If you don’t have a population dataset or the quality of the existing data is poor, please review the following source with your GIS officer
Progress tracker: Make sure your progress tracker is considering deletion log and consent (=yes) before showing the total number of completed survey. Additionally you have cleaned the strata name (such as possible wrong entry) before running the progress tracker script.
Check duration from audit files: You should check the duration from audit file. There are couple of functions available with in REACH to do that. Contact HQ/Write to RCoP if you dont have one and/or looking for one.
Check for shortage path: Potential shortage path should be checked. Contact HQ/Write to RCoP if need ready-to-use function.
Remove duplicates: Check for and remove any duplicate responses. This can happen if respondents accidentally submit the survey multiple times.
Check outliers: Identify and remove if necessary any extreme values or outliers that may be skewing the data. You should check for both normal and log outliers and it should be checked by strata or by possible livelihood zone.
Check for consistency/Logical check: Ensure that responses are consistent across related questions. For example, if a respondent reports their age as 15 but reports having 4 childs, this should raise a red flag.

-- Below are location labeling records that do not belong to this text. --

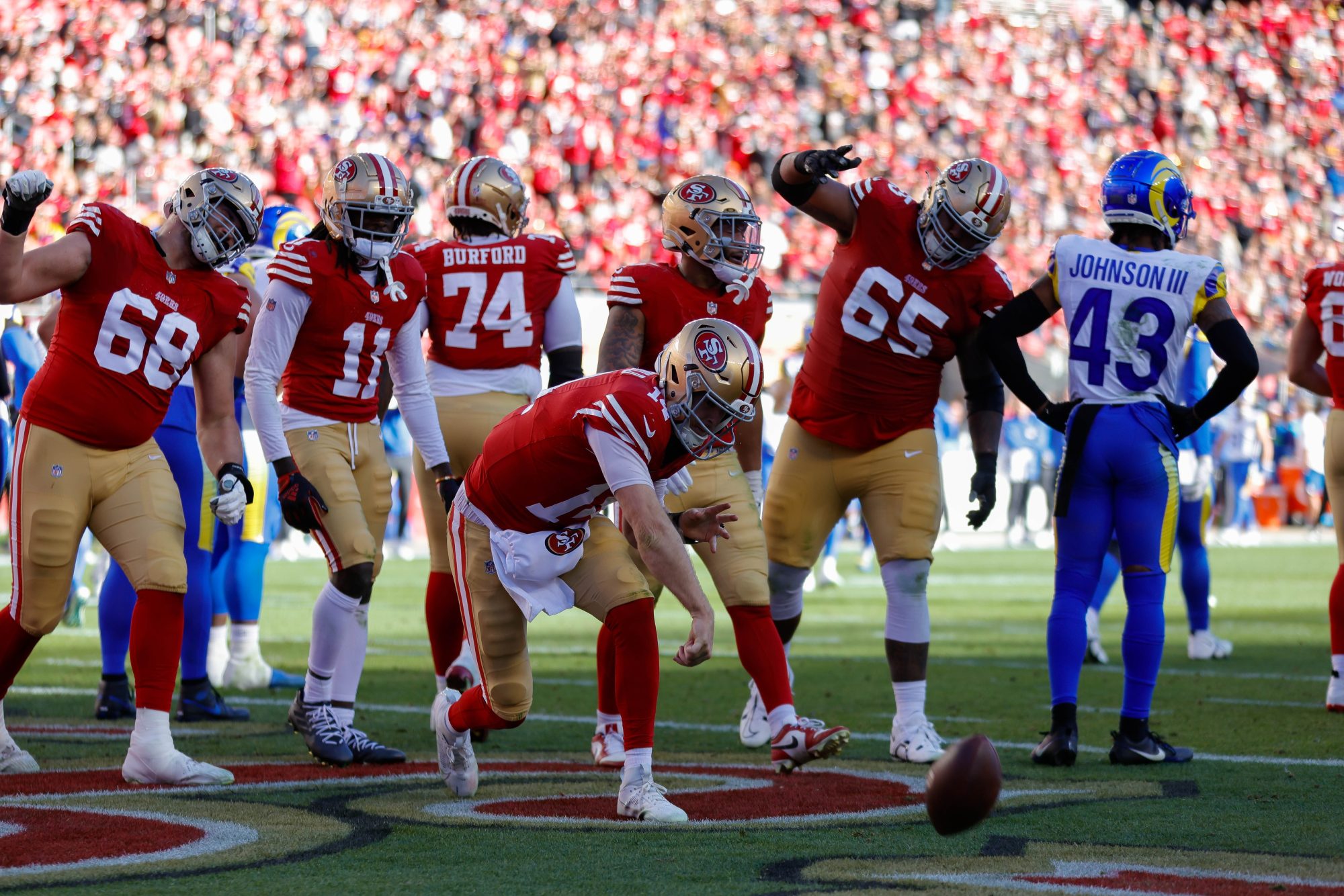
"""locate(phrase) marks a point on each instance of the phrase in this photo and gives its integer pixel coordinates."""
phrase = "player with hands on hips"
(907, 292)
(138, 310)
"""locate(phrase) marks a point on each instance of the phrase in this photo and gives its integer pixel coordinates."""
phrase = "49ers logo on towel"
(565, 542)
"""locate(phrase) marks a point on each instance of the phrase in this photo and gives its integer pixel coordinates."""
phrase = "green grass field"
(1257, 812)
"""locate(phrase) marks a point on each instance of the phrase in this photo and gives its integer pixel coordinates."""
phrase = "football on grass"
(963, 787)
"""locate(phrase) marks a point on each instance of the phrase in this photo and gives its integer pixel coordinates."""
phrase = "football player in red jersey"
(712, 222)
(138, 310)
(498, 299)
(337, 302)
(526, 538)
(904, 296)
(1322, 331)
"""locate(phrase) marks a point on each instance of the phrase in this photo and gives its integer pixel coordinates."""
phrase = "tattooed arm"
(623, 341)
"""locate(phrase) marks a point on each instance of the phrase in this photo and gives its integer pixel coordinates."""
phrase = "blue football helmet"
(1146, 187)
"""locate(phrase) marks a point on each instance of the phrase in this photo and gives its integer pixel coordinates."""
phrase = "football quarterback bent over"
(138, 308)
(528, 538)
(905, 295)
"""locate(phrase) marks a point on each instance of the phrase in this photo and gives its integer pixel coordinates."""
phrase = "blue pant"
(1124, 483)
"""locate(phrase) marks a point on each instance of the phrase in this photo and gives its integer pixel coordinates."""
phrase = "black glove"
(1185, 420)
(1056, 414)
(24, 193)
(825, 163)
(983, 488)
(448, 487)
(300, 503)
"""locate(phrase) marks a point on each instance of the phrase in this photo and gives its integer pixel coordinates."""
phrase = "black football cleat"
(365, 749)
(322, 733)
(1058, 749)
(202, 703)
(1148, 752)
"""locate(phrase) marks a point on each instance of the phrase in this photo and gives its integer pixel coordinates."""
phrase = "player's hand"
(708, 525)
(300, 503)
(825, 163)
(24, 193)
(1056, 414)
(681, 482)
(700, 645)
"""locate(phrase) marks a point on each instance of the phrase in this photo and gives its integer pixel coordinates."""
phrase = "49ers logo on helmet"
(710, 351)
(697, 193)
(565, 542)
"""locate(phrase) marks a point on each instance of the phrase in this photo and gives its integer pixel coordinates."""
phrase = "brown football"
(963, 787)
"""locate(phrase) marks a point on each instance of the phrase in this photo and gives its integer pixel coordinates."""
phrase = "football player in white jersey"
(1128, 303)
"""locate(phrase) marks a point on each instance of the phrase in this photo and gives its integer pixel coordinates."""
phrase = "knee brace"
(908, 600)
(786, 590)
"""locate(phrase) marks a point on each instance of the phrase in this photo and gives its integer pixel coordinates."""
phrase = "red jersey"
(670, 302)
(126, 334)
(886, 324)
(537, 469)
(1323, 294)
(338, 355)
(487, 303)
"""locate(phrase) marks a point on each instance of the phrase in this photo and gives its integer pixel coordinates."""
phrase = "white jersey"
(1128, 312)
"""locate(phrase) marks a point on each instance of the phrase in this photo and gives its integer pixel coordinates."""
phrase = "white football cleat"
(1206, 645)
(456, 758)
(755, 729)
(173, 768)
(919, 745)
(610, 746)
(644, 800)
(17, 761)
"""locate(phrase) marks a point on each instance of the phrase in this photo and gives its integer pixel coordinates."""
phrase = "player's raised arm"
(29, 276)
(804, 179)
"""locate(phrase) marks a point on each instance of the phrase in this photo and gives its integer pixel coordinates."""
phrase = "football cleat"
(368, 750)
(1148, 752)
(1206, 645)
(17, 761)
(115, 701)
(919, 745)
(804, 741)
(456, 758)
(322, 733)
(646, 801)
(610, 746)
(755, 729)
(171, 768)
(1058, 749)
(205, 705)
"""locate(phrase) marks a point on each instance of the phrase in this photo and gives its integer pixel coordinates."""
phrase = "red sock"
(444, 619)
(155, 647)
(607, 674)
(636, 647)
(1338, 612)
(471, 711)
(761, 654)
(15, 648)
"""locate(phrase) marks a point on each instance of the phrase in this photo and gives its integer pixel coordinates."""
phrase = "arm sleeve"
(564, 327)
(622, 464)
(274, 341)
(413, 397)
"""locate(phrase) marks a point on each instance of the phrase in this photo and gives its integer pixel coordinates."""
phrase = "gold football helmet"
(368, 205)
(486, 189)
(221, 209)
(963, 213)
(713, 221)
(710, 375)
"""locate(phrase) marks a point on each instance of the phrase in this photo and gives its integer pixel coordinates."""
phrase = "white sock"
(782, 717)
(911, 697)
(639, 764)
(334, 617)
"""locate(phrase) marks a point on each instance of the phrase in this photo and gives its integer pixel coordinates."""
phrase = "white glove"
(681, 482)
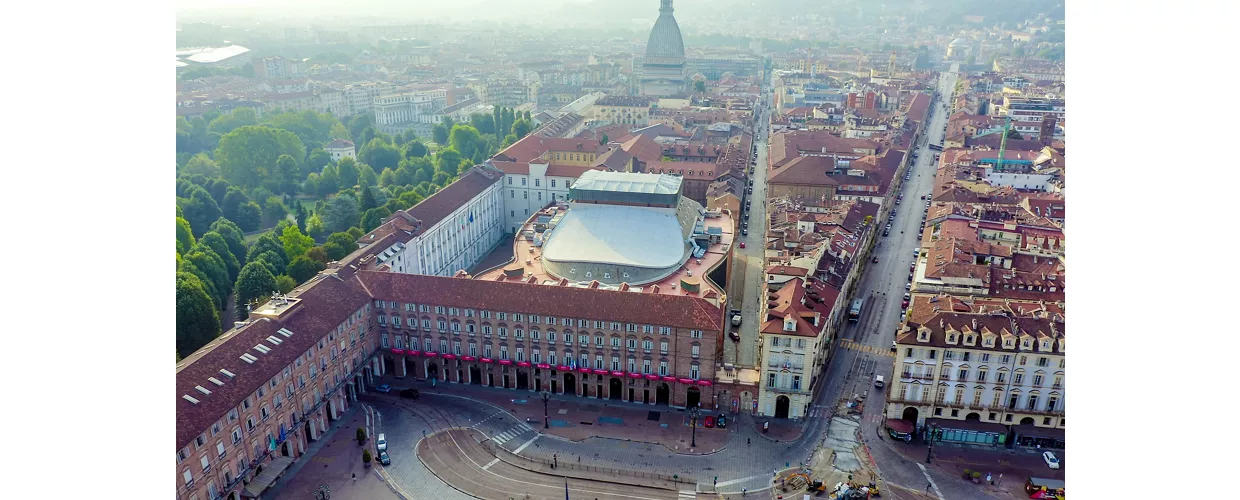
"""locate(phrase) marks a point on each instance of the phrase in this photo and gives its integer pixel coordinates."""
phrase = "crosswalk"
(853, 346)
(504, 437)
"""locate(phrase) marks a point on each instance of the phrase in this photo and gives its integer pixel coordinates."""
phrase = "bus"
(854, 310)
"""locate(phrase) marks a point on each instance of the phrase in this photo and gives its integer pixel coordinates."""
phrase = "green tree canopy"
(380, 154)
(303, 268)
(247, 156)
(220, 246)
(256, 282)
(416, 149)
(233, 120)
(184, 236)
(249, 216)
(200, 210)
(197, 320)
(340, 212)
(346, 170)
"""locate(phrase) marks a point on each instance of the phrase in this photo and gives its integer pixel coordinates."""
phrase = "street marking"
(742, 480)
(934, 486)
(517, 452)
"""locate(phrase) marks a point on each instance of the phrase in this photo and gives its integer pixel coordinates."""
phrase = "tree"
(315, 227)
(373, 217)
(367, 200)
(366, 176)
(203, 258)
(329, 181)
(318, 254)
(448, 160)
(236, 119)
(256, 283)
(249, 216)
(216, 242)
(340, 212)
(295, 243)
(289, 175)
(439, 133)
(233, 236)
(416, 149)
(285, 284)
(380, 154)
(303, 268)
(521, 128)
(347, 173)
(248, 154)
(200, 210)
(274, 210)
(184, 236)
(334, 251)
(200, 164)
(197, 321)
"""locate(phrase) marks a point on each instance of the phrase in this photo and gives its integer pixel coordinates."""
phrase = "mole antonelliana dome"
(665, 44)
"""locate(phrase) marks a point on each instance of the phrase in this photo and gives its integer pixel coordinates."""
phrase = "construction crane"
(1007, 125)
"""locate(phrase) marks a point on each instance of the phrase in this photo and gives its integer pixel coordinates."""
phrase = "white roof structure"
(616, 235)
(656, 184)
(216, 55)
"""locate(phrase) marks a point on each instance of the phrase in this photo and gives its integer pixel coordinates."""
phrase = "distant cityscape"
(383, 218)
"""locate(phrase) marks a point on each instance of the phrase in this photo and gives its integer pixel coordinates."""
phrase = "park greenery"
(261, 207)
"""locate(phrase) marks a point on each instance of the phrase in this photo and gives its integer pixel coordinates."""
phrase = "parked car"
(1052, 462)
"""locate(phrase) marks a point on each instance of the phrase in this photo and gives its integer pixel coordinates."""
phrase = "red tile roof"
(554, 300)
(324, 304)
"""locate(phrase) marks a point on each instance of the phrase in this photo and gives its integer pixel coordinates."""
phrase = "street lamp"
(546, 397)
(695, 412)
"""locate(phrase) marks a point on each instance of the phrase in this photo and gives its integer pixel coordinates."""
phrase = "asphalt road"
(458, 458)
(853, 370)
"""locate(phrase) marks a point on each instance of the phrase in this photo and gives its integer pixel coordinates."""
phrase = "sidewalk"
(331, 460)
(577, 418)
(1014, 464)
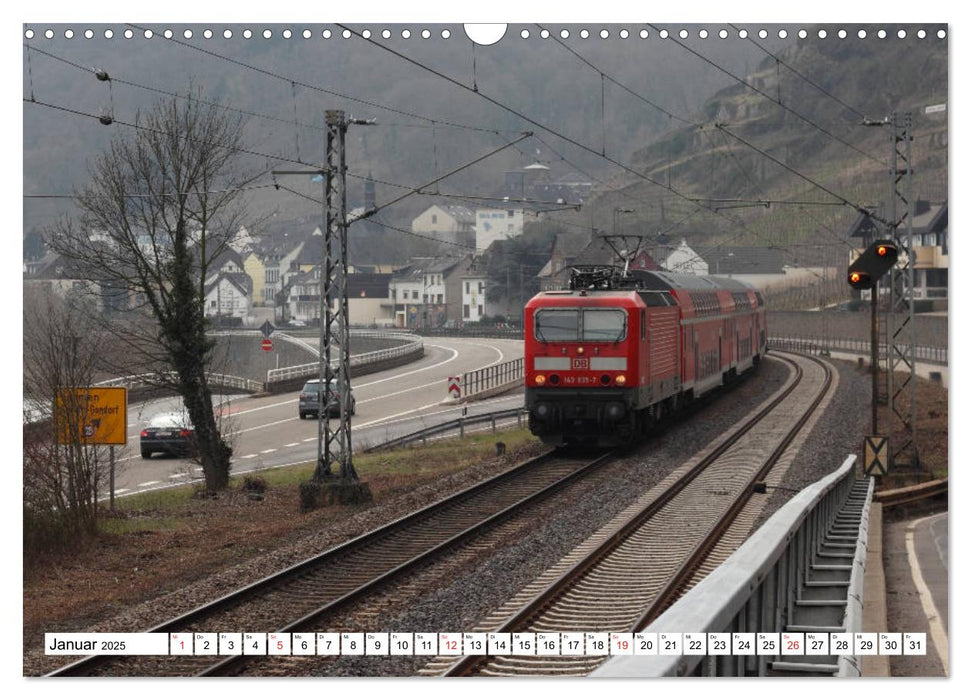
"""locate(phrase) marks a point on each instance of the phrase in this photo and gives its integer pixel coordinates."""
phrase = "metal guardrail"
(313, 368)
(909, 494)
(507, 333)
(813, 345)
(491, 377)
(459, 424)
(759, 587)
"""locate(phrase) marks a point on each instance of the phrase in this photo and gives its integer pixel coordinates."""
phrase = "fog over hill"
(673, 110)
(297, 79)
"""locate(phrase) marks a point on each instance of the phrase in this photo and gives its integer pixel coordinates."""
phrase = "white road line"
(937, 634)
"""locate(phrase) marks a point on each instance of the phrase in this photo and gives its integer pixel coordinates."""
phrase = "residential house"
(368, 301)
(496, 224)
(428, 293)
(450, 223)
(681, 259)
(930, 247)
(760, 266)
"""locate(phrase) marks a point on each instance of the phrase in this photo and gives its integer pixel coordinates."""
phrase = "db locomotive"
(611, 356)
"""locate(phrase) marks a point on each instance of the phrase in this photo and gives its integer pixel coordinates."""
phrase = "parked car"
(171, 433)
(310, 399)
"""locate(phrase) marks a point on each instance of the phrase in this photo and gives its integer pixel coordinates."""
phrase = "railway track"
(627, 574)
(293, 599)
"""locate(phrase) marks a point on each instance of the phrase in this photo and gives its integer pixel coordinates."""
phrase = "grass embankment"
(160, 541)
(931, 435)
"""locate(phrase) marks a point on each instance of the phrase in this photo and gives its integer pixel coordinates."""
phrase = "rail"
(782, 579)
(825, 345)
(459, 424)
(910, 494)
(155, 379)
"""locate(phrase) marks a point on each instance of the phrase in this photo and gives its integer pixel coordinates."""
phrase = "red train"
(609, 357)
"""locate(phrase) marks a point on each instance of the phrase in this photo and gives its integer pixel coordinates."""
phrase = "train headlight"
(615, 410)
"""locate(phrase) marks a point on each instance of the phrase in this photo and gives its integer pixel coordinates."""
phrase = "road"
(267, 432)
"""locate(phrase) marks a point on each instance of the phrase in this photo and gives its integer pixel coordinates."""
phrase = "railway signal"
(864, 273)
(873, 264)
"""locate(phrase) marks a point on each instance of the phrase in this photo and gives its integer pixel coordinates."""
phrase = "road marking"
(937, 634)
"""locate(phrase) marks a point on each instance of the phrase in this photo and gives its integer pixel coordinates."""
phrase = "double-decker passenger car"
(611, 356)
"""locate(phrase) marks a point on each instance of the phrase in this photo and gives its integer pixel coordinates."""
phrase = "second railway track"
(628, 573)
(293, 598)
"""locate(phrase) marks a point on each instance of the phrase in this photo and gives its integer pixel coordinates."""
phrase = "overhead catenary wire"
(823, 90)
(140, 127)
(788, 109)
(317, 88)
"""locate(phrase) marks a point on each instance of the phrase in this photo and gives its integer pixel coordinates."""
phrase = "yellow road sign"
(92, 416)
(876, 454)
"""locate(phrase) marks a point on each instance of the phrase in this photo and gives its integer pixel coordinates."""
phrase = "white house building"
(496, 224)
(445, 222)
(683, 259)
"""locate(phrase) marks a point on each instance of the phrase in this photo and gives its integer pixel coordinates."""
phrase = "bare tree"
(62, 475)
(161, 207)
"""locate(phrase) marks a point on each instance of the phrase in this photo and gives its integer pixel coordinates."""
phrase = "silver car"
(310, 399)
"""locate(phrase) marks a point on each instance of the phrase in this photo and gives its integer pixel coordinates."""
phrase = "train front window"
(557, 325)
(575, 326)
(604, 325)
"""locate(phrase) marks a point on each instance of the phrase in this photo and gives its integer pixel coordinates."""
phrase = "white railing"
(151, 379)
(313, 368)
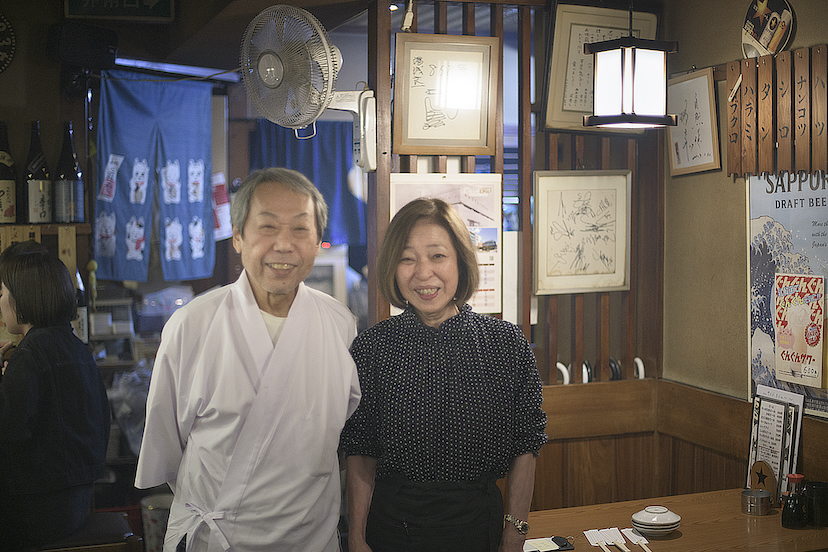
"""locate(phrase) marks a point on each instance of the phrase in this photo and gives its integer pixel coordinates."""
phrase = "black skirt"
(440, 516)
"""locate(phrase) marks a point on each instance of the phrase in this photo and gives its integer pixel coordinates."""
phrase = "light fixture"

Updating choice multiple qustion: Please make sure you have changed the parent question if you make changes to a choice multiple question in your cleaning. not only the binary columns.
Review and clean open-ended responses: Review and clean any open-ended responses, such as comments or feedback. Remove any inappropriate or offensive language, correct spelling, grammar errors, translation and identify common themes or trends.
Fill out the cleaning log: Do not removed any flagged value from the cleaning log. In case no need is necessary then just write it down the cleaning log otherwise HQ might also flag the issue again and might be asking for explanation and it might increase the validation time.
Document data cleaning process: Document the data cleaning process, including any decisions made and any changes made to the data. Ideally you can should add comments against every issues flagged during the daily data monitoring.